I am training a CNN. the following error appear 3 time in this week. they all appear after a long run ( eg, 419140 steps ).

here is the partial log:

2017-09-15 11:16:03.515396: step 419120, loss = 0.30 (4427.4 examples/sec; 0.029 sec/batch) 2017-09-15 11:16:03.766922: step 419130, loss = 0.38 (5089.0 examples/sec; 0.025 sec/batch) 2017-09-15 11:16:04.073978: step 419140, loss = 0.40 (4168.5 examples/sec; 0.031 sec/batch) 2017-09-15 20:48:03.734101: E tensorflow/stream_executor/cuda/cuda_event.cc:49] Error polling for event status: failed to query event: CUDA_ERROR_LAUNCH_FAILED 2017-09-15 20:48:03.734133: F tensorflow/core/common_runtime/gpu/gpu_event_mgr.cc:203] Unexpected Event status: 1

If I restart the training, tensorflow will not utilize the GPU, here is the relevant log:

2017-09-15 21:54:38.681074: E tensorflow/stream_executor/cuda/cuda_driver.cc:406] failed call to cuInit: CUDA_ERROR_UNKNOWN

To make GPU work again, I have to restart my computer.

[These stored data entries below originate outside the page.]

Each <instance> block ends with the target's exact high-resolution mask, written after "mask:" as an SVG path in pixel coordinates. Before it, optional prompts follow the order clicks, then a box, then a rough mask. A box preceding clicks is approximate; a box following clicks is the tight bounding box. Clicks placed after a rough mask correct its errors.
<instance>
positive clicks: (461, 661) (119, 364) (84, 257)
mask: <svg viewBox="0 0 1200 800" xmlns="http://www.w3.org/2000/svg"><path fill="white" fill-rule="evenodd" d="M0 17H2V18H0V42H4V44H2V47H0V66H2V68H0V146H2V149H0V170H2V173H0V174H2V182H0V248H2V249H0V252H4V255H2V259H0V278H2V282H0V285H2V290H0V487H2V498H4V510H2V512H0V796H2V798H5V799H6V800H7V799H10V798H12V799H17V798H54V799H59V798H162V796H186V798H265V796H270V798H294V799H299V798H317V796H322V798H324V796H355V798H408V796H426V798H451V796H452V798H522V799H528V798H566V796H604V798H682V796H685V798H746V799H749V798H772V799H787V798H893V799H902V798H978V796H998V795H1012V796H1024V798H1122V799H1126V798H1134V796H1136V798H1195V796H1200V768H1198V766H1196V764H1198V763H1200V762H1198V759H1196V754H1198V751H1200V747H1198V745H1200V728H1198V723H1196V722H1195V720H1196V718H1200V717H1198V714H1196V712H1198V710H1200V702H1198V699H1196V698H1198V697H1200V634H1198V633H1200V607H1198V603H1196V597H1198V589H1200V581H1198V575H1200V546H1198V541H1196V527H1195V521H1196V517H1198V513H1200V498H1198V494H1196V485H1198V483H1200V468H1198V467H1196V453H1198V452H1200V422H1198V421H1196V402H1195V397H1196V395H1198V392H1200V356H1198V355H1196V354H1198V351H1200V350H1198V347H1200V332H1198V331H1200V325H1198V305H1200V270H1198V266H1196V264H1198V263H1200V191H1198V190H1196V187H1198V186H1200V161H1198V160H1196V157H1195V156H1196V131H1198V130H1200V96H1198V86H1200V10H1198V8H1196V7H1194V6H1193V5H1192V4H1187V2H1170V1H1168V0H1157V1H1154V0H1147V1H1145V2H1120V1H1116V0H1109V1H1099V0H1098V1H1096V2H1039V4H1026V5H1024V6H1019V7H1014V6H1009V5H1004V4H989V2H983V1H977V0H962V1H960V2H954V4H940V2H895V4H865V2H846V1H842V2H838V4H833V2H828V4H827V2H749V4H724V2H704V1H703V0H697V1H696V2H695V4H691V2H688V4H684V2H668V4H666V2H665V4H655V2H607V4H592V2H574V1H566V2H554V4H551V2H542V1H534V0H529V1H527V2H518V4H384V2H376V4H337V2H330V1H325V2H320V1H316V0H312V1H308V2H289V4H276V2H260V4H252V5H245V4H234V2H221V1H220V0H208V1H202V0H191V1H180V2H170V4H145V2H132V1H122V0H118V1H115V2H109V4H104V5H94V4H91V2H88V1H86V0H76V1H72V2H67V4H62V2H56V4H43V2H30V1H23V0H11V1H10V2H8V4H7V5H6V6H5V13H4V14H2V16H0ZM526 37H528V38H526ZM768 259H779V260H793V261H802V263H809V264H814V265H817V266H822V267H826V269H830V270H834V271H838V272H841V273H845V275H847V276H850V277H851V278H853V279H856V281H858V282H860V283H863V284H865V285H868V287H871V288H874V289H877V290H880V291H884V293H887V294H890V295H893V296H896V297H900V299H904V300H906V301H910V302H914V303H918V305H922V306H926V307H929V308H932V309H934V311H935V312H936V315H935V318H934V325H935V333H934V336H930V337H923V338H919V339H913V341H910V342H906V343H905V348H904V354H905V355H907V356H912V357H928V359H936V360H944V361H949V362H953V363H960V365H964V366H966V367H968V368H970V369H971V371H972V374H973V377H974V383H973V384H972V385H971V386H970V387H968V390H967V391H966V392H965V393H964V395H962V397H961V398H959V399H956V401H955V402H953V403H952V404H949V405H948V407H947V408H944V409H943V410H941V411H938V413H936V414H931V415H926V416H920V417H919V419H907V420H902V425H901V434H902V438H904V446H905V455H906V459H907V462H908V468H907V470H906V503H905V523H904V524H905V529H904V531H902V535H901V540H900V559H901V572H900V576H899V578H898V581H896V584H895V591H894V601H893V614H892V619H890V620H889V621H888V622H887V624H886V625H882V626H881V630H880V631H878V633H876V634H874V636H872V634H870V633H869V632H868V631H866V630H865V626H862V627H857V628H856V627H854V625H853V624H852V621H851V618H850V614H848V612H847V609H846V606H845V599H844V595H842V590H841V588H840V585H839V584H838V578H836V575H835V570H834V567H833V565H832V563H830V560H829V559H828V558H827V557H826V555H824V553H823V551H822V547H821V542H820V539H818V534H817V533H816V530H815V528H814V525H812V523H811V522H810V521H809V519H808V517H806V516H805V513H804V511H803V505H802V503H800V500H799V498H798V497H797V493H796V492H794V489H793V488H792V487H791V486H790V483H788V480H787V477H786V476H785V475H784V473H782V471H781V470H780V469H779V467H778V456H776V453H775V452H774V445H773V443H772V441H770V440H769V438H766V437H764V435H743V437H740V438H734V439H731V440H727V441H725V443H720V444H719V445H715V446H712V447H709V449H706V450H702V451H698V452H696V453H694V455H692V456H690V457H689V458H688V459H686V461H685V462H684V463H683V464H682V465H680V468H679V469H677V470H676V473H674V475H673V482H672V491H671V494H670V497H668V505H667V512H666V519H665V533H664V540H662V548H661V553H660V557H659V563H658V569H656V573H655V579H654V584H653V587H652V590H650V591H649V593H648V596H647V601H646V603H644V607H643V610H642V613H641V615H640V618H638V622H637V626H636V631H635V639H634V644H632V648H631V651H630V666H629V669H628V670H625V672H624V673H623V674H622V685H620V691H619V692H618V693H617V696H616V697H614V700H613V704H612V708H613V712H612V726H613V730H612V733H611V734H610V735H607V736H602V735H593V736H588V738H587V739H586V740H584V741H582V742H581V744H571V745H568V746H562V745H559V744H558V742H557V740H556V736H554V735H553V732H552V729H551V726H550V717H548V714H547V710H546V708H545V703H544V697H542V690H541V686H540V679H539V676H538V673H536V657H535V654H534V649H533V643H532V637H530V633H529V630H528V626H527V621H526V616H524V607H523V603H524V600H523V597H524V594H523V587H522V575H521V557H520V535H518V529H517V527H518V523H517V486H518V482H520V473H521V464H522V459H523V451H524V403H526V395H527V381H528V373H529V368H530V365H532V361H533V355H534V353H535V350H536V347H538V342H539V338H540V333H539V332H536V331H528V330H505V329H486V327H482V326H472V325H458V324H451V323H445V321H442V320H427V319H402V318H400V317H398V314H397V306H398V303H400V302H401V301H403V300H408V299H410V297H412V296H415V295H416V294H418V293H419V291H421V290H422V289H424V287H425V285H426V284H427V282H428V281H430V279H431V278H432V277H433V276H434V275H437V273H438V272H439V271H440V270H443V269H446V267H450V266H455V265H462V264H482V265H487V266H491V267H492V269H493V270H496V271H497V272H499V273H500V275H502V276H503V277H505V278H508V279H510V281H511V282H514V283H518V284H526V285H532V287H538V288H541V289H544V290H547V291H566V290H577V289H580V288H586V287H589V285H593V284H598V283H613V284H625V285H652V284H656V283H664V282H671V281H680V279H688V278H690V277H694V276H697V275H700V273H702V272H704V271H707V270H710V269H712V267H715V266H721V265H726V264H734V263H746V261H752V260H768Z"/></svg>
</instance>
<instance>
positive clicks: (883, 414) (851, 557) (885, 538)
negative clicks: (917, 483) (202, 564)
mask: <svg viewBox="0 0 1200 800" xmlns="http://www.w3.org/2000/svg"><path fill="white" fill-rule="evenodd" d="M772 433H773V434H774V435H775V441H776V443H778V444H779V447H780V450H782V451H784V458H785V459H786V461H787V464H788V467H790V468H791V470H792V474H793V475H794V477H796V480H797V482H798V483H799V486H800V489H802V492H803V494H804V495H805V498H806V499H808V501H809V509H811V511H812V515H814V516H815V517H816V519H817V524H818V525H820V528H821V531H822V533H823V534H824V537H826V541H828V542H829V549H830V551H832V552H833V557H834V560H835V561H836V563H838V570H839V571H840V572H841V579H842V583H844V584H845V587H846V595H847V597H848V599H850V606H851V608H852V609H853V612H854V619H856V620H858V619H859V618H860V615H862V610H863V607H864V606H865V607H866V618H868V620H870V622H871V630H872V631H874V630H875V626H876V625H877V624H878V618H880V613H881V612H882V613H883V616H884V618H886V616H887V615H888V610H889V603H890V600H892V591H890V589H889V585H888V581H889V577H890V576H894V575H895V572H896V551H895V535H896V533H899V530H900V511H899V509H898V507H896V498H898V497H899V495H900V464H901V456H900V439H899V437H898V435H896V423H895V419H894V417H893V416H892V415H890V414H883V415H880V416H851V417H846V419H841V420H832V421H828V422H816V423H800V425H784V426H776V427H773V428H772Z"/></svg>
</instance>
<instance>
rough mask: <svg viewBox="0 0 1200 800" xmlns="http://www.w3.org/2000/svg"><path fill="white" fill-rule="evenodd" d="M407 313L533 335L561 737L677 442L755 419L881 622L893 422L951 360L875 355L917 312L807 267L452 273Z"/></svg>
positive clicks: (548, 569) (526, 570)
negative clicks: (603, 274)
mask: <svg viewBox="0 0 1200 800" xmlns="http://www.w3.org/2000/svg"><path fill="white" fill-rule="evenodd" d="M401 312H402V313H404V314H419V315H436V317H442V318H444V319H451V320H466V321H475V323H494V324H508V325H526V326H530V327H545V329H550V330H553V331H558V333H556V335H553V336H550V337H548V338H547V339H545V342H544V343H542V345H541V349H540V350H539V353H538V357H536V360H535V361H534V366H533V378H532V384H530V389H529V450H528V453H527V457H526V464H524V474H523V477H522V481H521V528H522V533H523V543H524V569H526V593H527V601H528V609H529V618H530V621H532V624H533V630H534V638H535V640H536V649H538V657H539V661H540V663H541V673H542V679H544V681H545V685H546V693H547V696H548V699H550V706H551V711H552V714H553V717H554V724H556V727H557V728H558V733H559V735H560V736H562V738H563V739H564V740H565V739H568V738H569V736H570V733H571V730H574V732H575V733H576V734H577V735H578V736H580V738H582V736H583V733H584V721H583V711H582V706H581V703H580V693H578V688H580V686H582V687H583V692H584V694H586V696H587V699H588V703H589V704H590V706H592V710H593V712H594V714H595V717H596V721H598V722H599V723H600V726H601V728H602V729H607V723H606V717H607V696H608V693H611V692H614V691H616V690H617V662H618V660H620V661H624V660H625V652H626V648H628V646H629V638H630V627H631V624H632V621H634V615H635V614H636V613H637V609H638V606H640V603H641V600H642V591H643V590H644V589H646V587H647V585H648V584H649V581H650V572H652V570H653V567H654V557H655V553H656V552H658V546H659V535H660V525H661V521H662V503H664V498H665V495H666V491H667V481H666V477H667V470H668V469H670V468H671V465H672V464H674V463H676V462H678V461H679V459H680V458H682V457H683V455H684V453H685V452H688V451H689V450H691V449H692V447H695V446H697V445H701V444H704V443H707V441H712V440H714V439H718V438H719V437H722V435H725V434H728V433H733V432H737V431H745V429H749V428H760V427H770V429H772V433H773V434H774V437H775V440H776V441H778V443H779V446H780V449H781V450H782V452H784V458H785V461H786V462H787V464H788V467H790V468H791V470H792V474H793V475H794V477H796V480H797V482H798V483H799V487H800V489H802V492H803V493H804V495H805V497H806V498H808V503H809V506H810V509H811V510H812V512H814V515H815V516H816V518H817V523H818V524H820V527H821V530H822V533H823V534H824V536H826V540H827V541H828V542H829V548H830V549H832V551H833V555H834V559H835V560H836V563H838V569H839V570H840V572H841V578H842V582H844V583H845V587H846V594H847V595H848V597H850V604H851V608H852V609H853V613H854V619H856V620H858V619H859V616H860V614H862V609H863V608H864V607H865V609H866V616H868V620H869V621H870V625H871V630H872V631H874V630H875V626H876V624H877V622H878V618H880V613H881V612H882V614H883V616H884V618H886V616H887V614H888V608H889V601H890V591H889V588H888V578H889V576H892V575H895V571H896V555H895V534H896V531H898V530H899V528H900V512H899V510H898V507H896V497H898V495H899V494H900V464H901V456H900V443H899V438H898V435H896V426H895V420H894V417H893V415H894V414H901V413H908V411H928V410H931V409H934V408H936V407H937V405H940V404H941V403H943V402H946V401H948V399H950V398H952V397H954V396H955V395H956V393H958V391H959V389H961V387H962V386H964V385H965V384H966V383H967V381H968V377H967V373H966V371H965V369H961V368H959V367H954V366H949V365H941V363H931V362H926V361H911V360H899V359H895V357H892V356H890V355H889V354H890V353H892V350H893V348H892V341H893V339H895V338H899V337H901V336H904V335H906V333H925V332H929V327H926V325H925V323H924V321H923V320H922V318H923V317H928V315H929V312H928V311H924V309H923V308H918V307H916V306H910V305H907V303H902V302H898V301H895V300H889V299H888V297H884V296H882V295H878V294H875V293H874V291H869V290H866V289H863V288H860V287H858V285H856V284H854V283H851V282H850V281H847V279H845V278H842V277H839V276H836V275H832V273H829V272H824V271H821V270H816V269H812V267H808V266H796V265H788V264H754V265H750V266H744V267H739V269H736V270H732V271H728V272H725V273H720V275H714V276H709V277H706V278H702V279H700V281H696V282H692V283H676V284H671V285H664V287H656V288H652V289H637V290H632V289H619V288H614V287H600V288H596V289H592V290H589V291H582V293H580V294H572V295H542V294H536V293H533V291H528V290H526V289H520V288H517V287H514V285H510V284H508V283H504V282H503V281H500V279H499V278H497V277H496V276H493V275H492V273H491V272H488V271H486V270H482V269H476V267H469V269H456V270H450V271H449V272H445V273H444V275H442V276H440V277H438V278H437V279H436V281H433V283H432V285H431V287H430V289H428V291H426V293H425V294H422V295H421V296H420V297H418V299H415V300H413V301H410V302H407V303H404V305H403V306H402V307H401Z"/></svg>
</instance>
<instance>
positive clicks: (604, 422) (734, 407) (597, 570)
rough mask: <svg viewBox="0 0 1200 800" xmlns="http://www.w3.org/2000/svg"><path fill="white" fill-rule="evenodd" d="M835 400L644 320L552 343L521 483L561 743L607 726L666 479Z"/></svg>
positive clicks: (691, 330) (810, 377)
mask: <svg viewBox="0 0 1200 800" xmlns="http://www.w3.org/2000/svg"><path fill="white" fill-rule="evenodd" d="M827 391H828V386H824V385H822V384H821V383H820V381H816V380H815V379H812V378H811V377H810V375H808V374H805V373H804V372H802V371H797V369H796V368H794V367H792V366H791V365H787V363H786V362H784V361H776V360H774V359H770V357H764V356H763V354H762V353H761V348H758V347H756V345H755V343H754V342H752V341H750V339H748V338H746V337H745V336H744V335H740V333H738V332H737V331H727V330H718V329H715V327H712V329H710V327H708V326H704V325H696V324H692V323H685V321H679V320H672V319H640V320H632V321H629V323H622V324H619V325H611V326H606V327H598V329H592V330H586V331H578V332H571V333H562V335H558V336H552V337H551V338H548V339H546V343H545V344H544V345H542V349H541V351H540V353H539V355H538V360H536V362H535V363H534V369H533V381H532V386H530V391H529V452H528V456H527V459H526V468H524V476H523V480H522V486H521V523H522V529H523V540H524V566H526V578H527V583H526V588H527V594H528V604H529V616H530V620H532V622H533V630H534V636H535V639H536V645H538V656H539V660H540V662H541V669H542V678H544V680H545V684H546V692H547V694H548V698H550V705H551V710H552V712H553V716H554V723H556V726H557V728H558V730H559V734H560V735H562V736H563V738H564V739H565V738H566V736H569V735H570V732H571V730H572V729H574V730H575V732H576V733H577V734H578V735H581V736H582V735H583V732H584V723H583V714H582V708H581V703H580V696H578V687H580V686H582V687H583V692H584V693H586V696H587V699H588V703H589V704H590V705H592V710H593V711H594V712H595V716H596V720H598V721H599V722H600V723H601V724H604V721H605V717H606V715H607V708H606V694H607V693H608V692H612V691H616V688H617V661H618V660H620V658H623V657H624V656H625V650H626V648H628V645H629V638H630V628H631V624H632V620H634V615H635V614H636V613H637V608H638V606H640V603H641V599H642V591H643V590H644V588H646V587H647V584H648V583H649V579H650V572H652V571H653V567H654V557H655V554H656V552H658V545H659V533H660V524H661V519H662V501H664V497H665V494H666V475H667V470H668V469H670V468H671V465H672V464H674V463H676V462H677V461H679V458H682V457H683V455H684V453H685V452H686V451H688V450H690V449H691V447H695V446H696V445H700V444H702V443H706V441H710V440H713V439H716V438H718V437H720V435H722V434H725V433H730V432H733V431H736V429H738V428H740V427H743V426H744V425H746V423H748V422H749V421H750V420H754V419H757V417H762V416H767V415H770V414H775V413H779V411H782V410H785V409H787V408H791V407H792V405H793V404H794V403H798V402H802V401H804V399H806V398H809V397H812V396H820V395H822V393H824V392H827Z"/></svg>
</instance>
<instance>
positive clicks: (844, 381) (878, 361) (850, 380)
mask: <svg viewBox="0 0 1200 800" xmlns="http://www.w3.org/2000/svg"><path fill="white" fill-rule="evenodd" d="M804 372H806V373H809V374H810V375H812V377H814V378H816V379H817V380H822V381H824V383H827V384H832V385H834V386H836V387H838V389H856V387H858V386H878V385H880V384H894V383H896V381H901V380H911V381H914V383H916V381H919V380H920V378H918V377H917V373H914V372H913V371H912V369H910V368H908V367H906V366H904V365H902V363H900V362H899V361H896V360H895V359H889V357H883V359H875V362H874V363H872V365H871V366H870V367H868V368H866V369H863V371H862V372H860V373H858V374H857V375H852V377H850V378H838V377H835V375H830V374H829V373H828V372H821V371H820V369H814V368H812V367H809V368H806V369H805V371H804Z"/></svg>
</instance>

It appears the error happened in a c++ file which I am not familiar. Can some one give me some advice about how to debug or workaround this error?

2

2 Answers

1
votes

I faced the same problem and I found a suggestion on why it's happening here : https://devtalk.nvidia.com/default/topic/1046479/gpu-occasionally-gets-lost-when-running-tensorflow-/

Apparently, when Nvidia GPU overheats it throws this error!

0
votes

I hit the error again. this time I noticed that there is a message said: core dumped, I forgot to save the message. but from my experience, the program(or python or OS) should saved some dump/log file for analysis. any clue where I can find it?

I found the cause of this. This error occurs when I put my computer into suspend(S3), when my computer resume back from S3, this error occurs. Maybe the CUDA driver don't support S3 on linux yet. I will dig up deeper on nvidia official website when I have time.